The team instructed the patients to imagine moving their left and right legs in turn in a stepping motion, which generated brain activity that the EEG device was able to pick up. Thanks to haptic feedback, the patients didn’t need verbal instructions or to look at their bodies when training to move their legs in response to muscle stimulation.
A Clinical Success
In just 11 months, both patients showed massive improvements on multiple levels.
Their leg muscles overcame natural atrophy and grew in volume, which helps support weight and movements. Without further muscle zaps, P1 was able to walk 10 meters without support and 19 seconds faster than before therapy. Remember, this man was previously paralyzed; now he’s walking—a short distance, yes—but on his own will, without experiencing surgery.
P2 also made the test walk faster than before training, but required assistance. However, both patients experienced improvements in their cardio health and a drop in resting heart rate—a welcome sign of physical fitness. Although neither patient experienced further improvements in lower limb sensation, they could better flex their off-line muscles. Somehow, the combo therapy had boosted neural plasticity, allowing them to regain access to muscles below the spinal cord injury point.
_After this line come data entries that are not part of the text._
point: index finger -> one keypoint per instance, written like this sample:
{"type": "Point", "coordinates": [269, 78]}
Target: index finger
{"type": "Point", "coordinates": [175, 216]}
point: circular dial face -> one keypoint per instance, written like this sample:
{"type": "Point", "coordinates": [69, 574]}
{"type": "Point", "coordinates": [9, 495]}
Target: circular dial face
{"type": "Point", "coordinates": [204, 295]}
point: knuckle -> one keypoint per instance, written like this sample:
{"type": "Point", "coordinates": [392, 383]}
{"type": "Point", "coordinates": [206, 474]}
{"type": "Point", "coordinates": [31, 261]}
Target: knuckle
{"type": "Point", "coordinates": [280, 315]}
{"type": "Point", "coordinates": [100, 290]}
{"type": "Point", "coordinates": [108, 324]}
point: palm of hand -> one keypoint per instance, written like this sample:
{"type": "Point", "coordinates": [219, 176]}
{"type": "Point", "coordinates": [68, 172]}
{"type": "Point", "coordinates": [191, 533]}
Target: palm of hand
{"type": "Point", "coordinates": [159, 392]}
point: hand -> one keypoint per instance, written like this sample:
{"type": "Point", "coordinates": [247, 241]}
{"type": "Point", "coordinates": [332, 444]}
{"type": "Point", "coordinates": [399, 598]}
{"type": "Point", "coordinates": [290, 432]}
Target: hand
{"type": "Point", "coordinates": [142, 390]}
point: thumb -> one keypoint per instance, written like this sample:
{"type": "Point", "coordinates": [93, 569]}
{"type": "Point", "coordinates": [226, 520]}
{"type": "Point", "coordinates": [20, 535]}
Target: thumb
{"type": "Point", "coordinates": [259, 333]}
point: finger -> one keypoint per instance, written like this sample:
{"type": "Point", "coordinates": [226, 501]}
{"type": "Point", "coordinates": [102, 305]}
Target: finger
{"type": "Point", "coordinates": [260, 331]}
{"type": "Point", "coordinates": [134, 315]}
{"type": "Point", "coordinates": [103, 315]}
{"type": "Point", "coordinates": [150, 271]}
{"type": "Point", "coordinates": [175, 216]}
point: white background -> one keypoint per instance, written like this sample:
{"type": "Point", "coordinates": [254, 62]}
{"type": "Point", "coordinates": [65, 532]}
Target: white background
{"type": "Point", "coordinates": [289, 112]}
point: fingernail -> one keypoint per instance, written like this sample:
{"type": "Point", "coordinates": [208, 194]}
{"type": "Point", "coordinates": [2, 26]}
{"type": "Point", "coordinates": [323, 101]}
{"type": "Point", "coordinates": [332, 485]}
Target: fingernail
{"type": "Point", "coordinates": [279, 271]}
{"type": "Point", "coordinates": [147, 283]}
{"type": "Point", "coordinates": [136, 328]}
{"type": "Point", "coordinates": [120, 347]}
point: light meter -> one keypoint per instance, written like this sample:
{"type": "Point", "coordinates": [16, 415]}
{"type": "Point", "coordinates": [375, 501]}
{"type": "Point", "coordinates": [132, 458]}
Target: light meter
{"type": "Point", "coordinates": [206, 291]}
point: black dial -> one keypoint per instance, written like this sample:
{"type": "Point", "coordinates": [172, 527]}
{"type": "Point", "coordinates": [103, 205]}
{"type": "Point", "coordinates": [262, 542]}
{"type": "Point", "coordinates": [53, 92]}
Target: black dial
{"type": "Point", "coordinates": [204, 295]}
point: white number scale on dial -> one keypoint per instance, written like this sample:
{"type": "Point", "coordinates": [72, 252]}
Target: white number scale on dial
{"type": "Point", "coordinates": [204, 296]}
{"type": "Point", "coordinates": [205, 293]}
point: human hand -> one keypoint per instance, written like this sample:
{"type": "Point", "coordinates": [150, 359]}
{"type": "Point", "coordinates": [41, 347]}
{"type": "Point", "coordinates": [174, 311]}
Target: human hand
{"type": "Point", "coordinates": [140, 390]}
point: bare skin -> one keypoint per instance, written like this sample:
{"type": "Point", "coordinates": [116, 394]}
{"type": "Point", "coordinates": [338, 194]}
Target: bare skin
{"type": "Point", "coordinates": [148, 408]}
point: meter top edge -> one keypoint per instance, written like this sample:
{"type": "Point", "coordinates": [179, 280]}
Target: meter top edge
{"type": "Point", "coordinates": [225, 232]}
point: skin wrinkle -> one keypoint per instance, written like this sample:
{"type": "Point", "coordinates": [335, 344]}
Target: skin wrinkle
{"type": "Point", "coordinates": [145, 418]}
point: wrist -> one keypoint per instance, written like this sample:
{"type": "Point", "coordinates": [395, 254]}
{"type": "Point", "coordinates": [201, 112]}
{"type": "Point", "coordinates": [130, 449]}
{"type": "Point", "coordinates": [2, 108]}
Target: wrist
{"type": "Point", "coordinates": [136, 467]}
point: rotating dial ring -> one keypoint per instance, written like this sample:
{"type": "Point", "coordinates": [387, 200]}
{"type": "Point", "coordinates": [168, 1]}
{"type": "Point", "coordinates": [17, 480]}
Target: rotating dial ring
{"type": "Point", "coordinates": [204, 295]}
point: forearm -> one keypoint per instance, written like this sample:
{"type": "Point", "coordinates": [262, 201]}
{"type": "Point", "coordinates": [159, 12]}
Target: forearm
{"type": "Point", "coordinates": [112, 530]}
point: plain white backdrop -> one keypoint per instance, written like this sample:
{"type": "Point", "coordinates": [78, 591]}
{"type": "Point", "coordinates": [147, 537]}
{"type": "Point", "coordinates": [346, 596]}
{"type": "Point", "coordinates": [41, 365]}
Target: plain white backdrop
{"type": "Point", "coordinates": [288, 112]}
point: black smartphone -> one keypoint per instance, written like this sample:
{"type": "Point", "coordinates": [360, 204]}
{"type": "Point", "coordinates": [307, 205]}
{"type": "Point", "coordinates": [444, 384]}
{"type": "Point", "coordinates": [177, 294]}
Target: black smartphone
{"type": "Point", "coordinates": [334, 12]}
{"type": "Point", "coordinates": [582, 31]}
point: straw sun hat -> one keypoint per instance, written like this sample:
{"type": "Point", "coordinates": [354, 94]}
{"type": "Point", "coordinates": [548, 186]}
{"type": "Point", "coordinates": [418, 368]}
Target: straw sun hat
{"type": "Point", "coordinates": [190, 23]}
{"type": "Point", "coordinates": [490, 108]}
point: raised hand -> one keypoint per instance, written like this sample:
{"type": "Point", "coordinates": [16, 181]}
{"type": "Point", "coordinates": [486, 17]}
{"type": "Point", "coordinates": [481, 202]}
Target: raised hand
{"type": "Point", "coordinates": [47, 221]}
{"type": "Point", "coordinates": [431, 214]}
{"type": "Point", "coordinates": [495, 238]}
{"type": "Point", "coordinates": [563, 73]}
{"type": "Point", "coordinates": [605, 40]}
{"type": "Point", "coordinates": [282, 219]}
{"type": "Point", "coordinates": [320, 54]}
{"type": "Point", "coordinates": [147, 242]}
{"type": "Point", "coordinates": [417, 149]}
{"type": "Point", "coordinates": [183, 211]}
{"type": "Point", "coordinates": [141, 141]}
“Our hypothesis is that, after a spinal injury, some spinal cord fibers may have survived, but they may not have been activated for years,” said study author Solaiman Shokur. “Our system makes it possible to stimulate them again.”
In a way, the study represents a victory lap for the last decade in neurorehab research.
Although the EEG-based brain-machine interface was “crucial,” said Shokur, it’s clear that the way forward for neuro-rehab is to integrate all tools into a single, non-invasive platform for spinal cord patients. Although DIY at home remains a distant reality, the current setup could conceivably be combined into a user-friendly kit for everyday use.
When spinal cord injury was considered irreversible, assisted walking was the goal. We have won that great war; now it’s time to be more ambitious and win the last war against paralysis.
“We believe that combined brain and spinal cord plasticity are essential agents in our study,” the team said. “By urging the nervous system to health itself, it’s clear that partial neurological and functional recovery can be induced in chronic spinal cord injury patients.”